As can be seen from the above code, there was not a conclusive answer as to where the best place to open a coffee shop would be. Factors taken into consideration were, the scale of competition from other coffee shops, the population of the area, the rent of the area and the rent in comparison to the number of potential customers. Based on these factors, I think the best place to open a coffee shop would be in cluster 3 as while the rent is not the cheapest (£2324.56), there is the highest potential customer base (1124.83 people per coffee shop) and relatively one of the cheapest rents per potential customer (£0.11 per potential customer). Cluster 3 relates to areas including Finsbury (East), Moorfield's Eye Hospital, St Luke's, Bunhill Fields, Broadgate, Liverpool Street and Barbican (turquoise on the map above).

## Discussion

During this project I encountered many issues including a poorly defined brief, limited Foursquare queries and difficulty acquiring data.
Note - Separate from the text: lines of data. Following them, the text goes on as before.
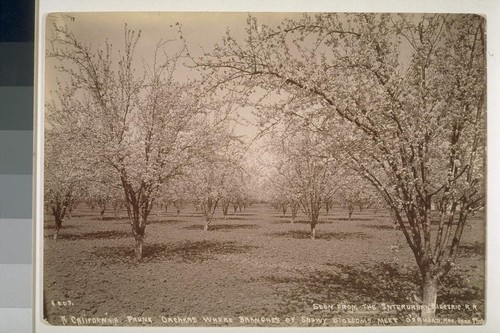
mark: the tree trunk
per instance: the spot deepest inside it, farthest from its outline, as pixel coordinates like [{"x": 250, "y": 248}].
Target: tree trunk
[
  {"x": 429, "y": 293},
  {"x": 139, "y": 244},
  {"x": 313, "y": 231},
  {"x": 56, "y": 233},
  {"x": 58, "y": 221}
]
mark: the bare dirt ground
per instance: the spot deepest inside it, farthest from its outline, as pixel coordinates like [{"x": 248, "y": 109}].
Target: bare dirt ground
[{"x": 253, "y": 269}]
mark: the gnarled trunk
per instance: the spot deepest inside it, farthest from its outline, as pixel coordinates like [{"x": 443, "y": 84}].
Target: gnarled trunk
[
  {"x": 429, "y": 297},
  {"x": 139, "y": 231},
  {"x": 313, "y": 230},
  {"x": 56, "y": 233},
  {"x": 139, "y": 245}
]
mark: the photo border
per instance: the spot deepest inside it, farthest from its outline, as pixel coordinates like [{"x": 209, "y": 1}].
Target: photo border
[{"x": 487, "y": 8}]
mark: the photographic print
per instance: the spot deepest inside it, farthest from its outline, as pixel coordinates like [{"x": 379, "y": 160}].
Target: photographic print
[{"x": 264, "y": 169}]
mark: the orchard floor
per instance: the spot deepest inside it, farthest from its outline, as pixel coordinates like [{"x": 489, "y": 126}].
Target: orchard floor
[{"x": 253, "y": 269}]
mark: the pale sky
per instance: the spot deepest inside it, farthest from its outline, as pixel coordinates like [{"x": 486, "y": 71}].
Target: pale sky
[{"x": 200, "y": 29}]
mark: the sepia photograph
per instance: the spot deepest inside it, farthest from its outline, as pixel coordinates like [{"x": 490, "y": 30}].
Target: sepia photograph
[{"x": 264, "y": 169}]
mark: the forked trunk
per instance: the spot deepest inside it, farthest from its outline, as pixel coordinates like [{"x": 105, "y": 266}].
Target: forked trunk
[{"x": 429, "y": 293}]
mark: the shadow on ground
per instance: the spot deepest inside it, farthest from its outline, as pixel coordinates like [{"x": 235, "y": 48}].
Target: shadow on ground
[
  {"x": 170, "y": 221},
  {"x": 476, "y": 248},
  {"x": 302, "y": 234},
  {"x": 379, "y": 226},
  {"x": 93, "y": 235},
  {"x": 367, "y": 284},
  {"x": 191, "y": 252},
  {"x": 223, "y": 227},
  {"x": 110, "y": 218}
]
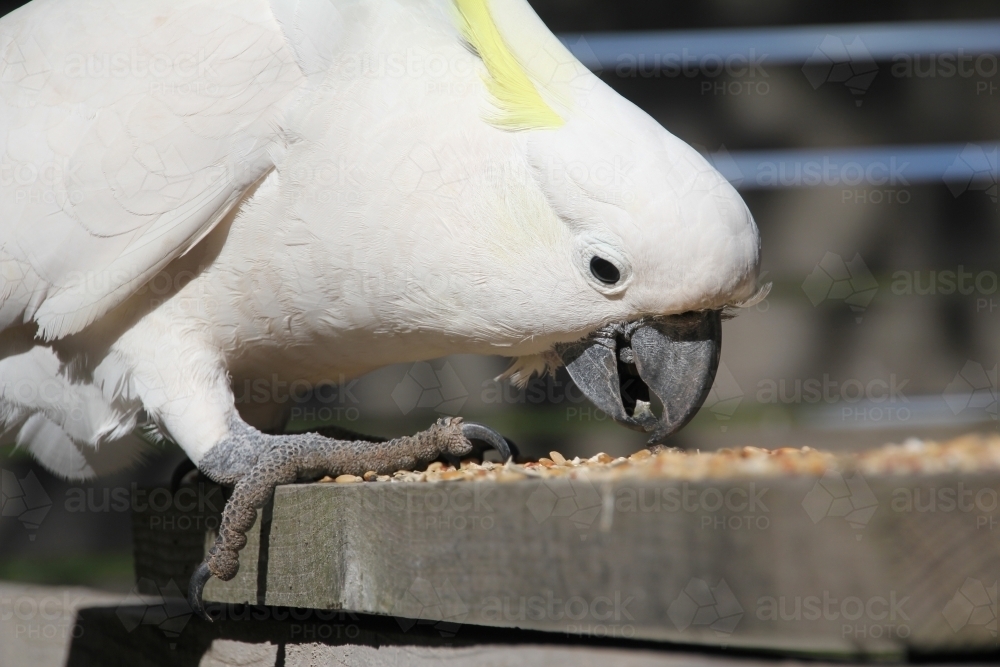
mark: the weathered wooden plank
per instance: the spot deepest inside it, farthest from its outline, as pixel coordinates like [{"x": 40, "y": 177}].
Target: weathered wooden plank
[{"x": 837, "y": 565}]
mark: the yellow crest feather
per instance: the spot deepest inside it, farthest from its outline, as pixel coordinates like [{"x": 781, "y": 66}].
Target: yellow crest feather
[{"x": 519, "y": 104}]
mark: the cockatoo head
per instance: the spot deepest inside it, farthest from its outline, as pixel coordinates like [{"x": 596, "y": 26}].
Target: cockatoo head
[{"x": 653, "y": 242}]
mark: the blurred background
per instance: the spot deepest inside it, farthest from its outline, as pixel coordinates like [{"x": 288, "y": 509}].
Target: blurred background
[{"x": 863, "y": 137}]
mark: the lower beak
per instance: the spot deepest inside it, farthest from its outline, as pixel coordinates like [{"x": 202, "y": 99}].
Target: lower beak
[{"x": 674, "y": 358}]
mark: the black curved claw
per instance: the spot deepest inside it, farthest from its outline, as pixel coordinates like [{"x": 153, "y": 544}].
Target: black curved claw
[
  {"x": 196, "y": 588},
  {"x": 489, "y": 436}
]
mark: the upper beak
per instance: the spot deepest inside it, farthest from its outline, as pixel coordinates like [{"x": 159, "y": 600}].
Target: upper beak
[{"x": 673, "y": 357}]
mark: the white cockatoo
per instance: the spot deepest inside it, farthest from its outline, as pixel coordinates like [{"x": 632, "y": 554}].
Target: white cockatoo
[{"x": 199, "y": 194}]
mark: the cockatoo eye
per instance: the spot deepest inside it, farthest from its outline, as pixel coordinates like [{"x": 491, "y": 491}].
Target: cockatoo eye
[{"x": 604, "y": 270}]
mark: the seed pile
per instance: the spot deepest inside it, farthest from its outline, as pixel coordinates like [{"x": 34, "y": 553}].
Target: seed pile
[{"x": 968, "y": 453}]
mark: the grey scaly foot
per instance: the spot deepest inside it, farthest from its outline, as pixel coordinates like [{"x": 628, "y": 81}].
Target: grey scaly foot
[{"x": 254, "y": 463}]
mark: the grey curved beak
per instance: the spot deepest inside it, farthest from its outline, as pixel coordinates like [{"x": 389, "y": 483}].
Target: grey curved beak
[{"x": 674, "y": 358}]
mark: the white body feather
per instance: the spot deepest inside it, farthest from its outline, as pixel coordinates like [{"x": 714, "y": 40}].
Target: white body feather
[{"x": 309, "y": 190}]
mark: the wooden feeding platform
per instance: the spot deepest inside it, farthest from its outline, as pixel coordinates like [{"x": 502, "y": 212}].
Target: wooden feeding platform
[{"x": 887, "y": 552}]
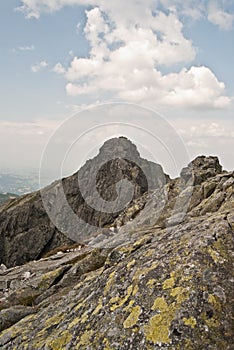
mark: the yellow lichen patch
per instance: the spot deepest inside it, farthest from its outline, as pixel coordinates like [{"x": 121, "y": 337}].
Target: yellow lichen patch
[
  {"x": 160, "y": 304},
  {"x": 157, "y": 330},
  {"x": 109, "y": 283},
  {"x": 180, "y": 293},
  {"x": 84, "y": 317},
  {"x": 59, "y": 342},
  {"x": 129, "y": 306},
  {"x": 74, "y": 322},
  {"x": 84, "y": 340},
  {"x": 52, "y": 321},
  {"x": 169, "y": 283},
  {"x": 135, "y": 290},
  {"x": 99, "y": 307},
  {"x": 117, "y": 301},
  {"x": 144, "y": 271},
  {"x": 212, "y": 299},
  {"x": 79, "y": 306},
  {"x": 130, "y": 264},
  {"x": 215, "y": 255},
  {"x": 132, "y": 319},
  {"x": 93, "y": 274},
  {"x": 107, "y": 344},
  {"x": 149, "y": 253},
  {"x": 150, "y": 284},
  {"x": 212, "y": 322},
  {"x": 191, "y": 321}
]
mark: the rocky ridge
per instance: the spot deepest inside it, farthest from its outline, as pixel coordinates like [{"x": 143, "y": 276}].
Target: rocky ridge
[
  {"x": 164, "y": 280},
  {"x": 26, "y": 231}
]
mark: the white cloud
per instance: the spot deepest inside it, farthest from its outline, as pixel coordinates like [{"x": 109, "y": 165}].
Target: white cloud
[
  {"x": 39, "y": 66},
  {"x": 130, "y": 42},
  {"x": 216, "y": 15},
  {"x": 26, "y": 48}
]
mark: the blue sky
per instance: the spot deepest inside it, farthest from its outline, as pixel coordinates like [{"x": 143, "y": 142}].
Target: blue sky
[{"x": 173, "y": 56}]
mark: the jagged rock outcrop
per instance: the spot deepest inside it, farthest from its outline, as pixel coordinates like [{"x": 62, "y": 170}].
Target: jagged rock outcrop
[
  {"x": 164, "y": 280},
  {"x": 26, "y": 231}
]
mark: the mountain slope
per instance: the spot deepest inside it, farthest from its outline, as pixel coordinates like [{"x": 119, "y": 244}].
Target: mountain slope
[
  {"x": 27, "y": 233},
  {"x": 163, "y": 281}
]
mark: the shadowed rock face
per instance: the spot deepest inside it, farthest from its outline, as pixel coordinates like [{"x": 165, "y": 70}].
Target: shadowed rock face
[
  {"x": 26, "y": 232},
  {"x": 163, "y": 281}
]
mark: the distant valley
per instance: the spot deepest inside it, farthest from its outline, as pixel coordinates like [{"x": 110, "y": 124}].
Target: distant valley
[{"x": 17, "y": 184}]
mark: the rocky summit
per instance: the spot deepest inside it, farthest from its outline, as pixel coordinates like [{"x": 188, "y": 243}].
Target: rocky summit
[{"x": 157, "y": 274}]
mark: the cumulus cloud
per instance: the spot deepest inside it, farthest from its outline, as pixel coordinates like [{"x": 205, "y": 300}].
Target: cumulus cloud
[
  {"x": 218, "y": 16},
  {"x": 39, "y": 66},
  {"x": 24, "y": 48},
  {"x": 130, "y": 42}
]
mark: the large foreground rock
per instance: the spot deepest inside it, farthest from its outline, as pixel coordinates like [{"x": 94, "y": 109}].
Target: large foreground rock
[{"x": 163, "y": 281}]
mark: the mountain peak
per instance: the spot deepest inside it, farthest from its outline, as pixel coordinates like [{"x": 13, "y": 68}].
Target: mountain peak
[{"x": 119, "y": 147}]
I do not believe my brief was very well defined for this problem as I do not have very clear goals as to what factors are the most important for a new business. If I were to do this project again, I would like to more thoroughly research what is the most important to capitalise on e.g. rent, potential competitors or some other factor. I also was unable to query Foursquare as many times as I would like for the ratings of each coffee shop under the Sandbox tier account, and so had to change the way I went about this project. The last major problem I encountered was difficulty getting the data I would have liked to use. I would have liked to look at the ratings of each coffee shop as mentioned, as well as the average sales for coffee shops per area, independent vs chain coffee shops in each area etc. Datasets appeared to be pretty hard to find by just searching online, especially when looking for free datasets as most were behind a paywall.

## Conclusion

I summarised from this project that the best place to open a coffee shop would be in cluster 3, which includes the areas of Barbican, Broadgate and Liverpool Street.